If you haven’t had a chance to roast the chestnuts on an open fire because you’re still dashing to the malls, it’s a good time to hunt for bargains. But once you’re back at home and wrapping the last gift, it’s the perfect time to prepare for the next holiday season. That way, you can shop with intention, according to an official with JPMorgan Chase. 

“You have to be within your boundaries when holiday shopping and not overcompensate in spending. A lot of times when shopping, we want to overcompensate for things we never received when we were younger,” said Brian Atkins, Chase’s Skyland Community Manager. “But it’s still possible to give that to your kids without spending a lot of money.”

Atkins advised against spending an entire paycheck on gifts and emphasized the importance of differentiating between a need and a want.  

“Spending your entire paycheck is never a best practice. Once you spend your paycheck, you still have life responsibilities. The best way of shopping is to plan ahead.”

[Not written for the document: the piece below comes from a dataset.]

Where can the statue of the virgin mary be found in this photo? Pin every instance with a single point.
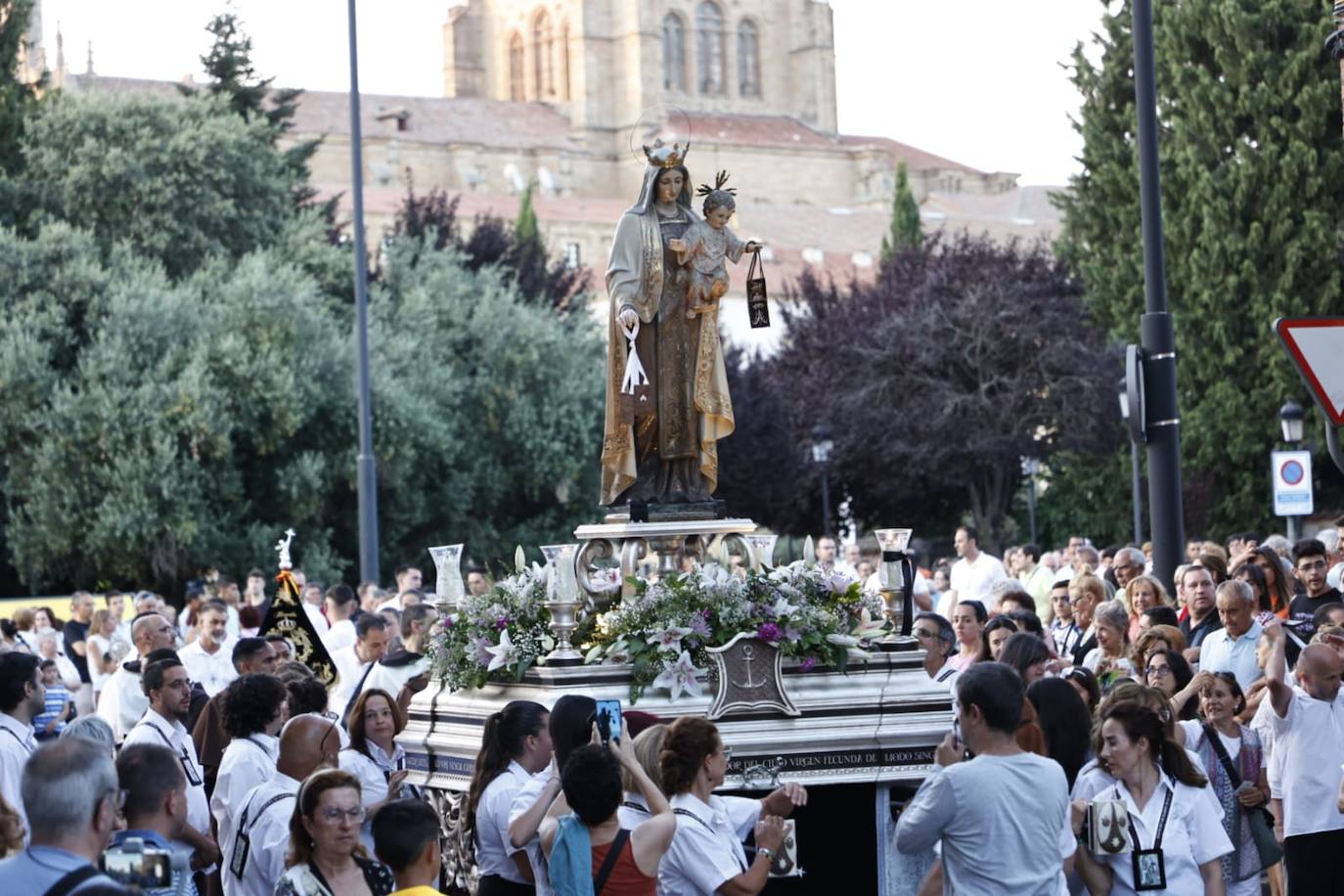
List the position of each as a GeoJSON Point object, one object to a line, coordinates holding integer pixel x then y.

While it’s too late to put healthy financial practices in place this year, now is the perfect time to plan for 2023. 

“We have to first make sure our responsibilities are taken care of,” Atkins said. 

Atkins added that a great exercise is to save receipts for one month to itemize your budget. At the end of the month you can say, ‘did I need to buy this, or was it a want?’ 

“The only way to really enhance your saving is by increasing your income or decreasing your debt,” Atkins said. 

When setting goals for the new year, Atkins said, the key is to have a plan. 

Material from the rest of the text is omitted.